Human immunodeficiency virus type 1 (HIV-1) becomes enveloped while budding through the plasma membrane, and the release of nascent virions requires a membrane fission event that separates the viral envelope from the cell surface. To facilitate this crucial step in its life cycle, HIV-1 exploits a complex cellular membrane remodeling and fission machinery known as the endosomal sorting complex required for transport (ESCRT) pathway. HIV-1 Gag directly interacts with early-acting components of this pathway, which ultimately triggers the assembly of the ESCRT-III membrane fission complex at viral budding sites.
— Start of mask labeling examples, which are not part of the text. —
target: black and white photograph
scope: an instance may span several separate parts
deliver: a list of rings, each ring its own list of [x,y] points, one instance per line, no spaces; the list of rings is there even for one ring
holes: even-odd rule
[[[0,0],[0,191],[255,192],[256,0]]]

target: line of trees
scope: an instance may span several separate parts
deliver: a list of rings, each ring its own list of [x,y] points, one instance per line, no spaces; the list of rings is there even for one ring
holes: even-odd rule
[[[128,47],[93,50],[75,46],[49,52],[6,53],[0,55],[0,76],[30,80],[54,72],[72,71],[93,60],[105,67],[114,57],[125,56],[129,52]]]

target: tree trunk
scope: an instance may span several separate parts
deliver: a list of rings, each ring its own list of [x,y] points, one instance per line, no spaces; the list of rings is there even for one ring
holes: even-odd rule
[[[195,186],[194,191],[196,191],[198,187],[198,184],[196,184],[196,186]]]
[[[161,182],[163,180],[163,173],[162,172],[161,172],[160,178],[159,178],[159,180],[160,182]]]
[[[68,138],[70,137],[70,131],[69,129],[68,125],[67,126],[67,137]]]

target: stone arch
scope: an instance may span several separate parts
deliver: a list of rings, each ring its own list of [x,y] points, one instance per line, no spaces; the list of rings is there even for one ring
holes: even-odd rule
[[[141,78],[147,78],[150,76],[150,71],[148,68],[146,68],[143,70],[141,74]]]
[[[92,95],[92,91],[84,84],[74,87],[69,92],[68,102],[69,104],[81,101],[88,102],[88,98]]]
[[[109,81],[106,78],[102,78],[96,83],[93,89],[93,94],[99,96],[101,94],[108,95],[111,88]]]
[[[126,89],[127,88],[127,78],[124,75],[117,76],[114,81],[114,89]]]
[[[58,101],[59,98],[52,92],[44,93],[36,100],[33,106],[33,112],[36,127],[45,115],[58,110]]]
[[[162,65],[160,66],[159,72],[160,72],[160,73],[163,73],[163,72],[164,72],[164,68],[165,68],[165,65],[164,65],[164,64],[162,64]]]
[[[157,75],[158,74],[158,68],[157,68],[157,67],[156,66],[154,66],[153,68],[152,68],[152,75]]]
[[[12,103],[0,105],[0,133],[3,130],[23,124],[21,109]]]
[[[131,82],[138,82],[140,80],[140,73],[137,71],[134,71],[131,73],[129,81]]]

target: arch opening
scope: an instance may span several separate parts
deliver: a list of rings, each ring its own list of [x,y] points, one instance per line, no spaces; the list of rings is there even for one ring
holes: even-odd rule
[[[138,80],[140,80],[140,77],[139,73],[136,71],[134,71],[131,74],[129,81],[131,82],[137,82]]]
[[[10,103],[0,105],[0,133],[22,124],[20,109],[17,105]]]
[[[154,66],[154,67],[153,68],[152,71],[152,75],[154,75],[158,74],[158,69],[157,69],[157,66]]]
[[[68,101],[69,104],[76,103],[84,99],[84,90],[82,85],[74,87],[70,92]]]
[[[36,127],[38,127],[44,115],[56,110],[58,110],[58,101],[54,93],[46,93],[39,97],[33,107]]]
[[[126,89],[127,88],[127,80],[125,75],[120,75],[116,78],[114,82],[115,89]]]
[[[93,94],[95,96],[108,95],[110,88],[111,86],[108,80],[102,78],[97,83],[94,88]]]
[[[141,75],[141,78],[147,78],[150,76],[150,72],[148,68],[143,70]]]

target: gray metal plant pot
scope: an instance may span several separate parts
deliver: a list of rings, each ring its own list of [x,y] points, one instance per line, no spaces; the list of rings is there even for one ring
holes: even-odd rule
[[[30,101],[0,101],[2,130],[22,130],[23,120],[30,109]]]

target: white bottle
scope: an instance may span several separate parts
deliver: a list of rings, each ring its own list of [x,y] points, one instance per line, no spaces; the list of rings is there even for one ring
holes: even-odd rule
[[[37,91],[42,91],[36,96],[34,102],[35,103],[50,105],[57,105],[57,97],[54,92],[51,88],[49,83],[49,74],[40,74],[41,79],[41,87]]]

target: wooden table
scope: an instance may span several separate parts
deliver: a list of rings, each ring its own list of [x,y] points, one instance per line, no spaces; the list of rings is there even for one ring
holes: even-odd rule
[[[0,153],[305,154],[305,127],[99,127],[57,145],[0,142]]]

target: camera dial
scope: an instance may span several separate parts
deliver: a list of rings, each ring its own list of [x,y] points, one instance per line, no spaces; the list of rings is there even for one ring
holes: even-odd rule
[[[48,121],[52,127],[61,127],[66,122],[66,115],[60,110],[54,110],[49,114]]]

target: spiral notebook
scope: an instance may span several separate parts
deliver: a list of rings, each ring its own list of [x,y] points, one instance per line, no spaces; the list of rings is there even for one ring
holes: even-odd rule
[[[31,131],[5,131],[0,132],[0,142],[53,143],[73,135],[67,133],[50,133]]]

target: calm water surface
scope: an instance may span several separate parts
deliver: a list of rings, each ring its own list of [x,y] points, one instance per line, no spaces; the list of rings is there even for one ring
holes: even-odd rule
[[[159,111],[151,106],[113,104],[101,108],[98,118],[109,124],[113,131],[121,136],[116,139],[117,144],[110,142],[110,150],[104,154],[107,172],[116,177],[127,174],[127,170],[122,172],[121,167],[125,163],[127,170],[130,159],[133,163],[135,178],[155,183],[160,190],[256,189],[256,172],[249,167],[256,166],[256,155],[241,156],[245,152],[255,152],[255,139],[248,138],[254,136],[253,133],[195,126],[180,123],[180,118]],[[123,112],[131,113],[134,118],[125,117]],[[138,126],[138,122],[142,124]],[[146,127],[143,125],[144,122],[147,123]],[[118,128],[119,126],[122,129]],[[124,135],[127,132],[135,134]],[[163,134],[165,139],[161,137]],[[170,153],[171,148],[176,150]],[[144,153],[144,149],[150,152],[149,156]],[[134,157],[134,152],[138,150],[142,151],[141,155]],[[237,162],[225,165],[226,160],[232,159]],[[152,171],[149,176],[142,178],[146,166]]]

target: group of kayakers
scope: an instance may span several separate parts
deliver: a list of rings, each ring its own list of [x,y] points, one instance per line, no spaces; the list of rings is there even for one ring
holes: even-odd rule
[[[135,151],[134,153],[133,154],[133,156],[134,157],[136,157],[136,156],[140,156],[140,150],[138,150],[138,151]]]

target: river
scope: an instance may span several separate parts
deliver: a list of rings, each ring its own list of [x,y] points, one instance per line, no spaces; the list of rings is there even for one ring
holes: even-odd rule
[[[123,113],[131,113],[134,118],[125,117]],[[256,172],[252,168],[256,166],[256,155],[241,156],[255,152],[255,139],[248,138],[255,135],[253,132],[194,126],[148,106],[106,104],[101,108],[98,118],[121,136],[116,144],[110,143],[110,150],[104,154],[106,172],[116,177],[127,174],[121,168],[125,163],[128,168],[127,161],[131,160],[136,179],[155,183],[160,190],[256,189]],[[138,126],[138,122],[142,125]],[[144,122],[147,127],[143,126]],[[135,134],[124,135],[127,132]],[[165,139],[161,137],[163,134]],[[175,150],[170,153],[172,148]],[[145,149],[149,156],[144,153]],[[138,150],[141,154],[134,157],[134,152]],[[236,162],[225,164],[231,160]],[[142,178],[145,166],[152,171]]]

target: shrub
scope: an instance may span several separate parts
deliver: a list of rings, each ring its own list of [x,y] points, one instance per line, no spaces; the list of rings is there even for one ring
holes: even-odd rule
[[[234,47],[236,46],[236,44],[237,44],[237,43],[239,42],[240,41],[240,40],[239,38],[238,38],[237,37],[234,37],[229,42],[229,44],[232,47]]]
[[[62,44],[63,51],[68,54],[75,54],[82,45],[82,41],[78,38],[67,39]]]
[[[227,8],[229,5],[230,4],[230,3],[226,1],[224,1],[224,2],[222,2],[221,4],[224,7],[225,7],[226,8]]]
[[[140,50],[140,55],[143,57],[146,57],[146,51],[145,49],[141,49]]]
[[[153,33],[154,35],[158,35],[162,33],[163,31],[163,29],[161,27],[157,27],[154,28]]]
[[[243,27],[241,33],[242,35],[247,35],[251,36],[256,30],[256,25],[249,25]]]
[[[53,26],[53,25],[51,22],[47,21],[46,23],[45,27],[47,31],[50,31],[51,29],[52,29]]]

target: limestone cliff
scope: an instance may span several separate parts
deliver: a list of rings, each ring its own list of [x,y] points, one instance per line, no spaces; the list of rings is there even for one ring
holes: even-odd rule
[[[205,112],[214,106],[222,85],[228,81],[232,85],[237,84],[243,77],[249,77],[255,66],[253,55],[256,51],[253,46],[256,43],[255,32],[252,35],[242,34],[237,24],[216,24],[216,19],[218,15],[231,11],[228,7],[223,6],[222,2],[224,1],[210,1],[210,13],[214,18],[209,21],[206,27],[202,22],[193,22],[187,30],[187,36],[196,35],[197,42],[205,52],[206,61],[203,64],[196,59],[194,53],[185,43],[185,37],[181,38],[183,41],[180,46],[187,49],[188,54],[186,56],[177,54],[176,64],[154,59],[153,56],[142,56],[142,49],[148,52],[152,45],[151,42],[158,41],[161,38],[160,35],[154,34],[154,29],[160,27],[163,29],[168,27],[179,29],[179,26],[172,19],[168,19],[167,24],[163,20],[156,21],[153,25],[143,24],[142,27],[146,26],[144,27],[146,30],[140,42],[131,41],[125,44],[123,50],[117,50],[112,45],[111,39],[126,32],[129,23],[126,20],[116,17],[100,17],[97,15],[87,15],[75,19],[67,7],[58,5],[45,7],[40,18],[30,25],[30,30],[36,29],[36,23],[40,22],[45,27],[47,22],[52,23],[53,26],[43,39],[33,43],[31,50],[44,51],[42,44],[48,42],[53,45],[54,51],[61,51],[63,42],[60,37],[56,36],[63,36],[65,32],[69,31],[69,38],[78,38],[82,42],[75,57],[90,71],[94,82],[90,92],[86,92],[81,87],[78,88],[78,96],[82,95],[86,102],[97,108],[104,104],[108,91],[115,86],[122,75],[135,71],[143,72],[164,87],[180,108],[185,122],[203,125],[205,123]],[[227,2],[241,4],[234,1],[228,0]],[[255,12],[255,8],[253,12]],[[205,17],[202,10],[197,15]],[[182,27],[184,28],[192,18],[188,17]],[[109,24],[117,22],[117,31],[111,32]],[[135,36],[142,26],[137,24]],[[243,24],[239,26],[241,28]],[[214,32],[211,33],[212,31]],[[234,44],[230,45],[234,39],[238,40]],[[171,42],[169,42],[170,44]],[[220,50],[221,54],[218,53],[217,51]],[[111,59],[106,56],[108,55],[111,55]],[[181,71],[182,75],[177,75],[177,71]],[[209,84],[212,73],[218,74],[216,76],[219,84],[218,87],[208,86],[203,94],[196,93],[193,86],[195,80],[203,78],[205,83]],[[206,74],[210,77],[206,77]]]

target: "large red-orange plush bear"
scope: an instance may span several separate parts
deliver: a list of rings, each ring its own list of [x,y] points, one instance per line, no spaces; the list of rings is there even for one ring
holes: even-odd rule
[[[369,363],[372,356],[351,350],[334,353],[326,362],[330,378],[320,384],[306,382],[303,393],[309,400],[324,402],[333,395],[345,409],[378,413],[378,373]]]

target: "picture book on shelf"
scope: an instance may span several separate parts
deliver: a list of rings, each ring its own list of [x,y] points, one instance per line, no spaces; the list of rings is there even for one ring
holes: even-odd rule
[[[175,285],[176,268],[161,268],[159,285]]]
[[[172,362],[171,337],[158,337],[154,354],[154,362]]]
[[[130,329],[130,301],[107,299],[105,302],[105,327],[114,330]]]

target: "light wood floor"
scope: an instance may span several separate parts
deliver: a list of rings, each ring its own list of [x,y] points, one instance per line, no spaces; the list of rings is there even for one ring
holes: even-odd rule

Surprisingly, HIV-1 requires only a subset of ESCRT-III components, indicating that the membrane fission reaction that occurs during HIV-1 budding differs in crucial aspects from topologically related cellular abscission events.

Figure 1

Model of ESCRT-III-mediated HIV-1 release. (A) HIV-1 Gag assembles into a plasma membrane-covered spherical protein shell that protrudes from the cell surface. The engagement of the ESCRT machinery by L domains in the C-terminal p6 domain of Gag leads to the assembly of an ESCRT-III tube with a dome-like membrane binding surface within the neck of the budding virion. The presence of a curved membrane-binding surface causes constriction of the bud neck until spontaneous fission occurs. (B) In vitro assembled CHMP2A-CHMP3 tubes exhibiting a dome-like cap. (Reprinted from Lata et al.)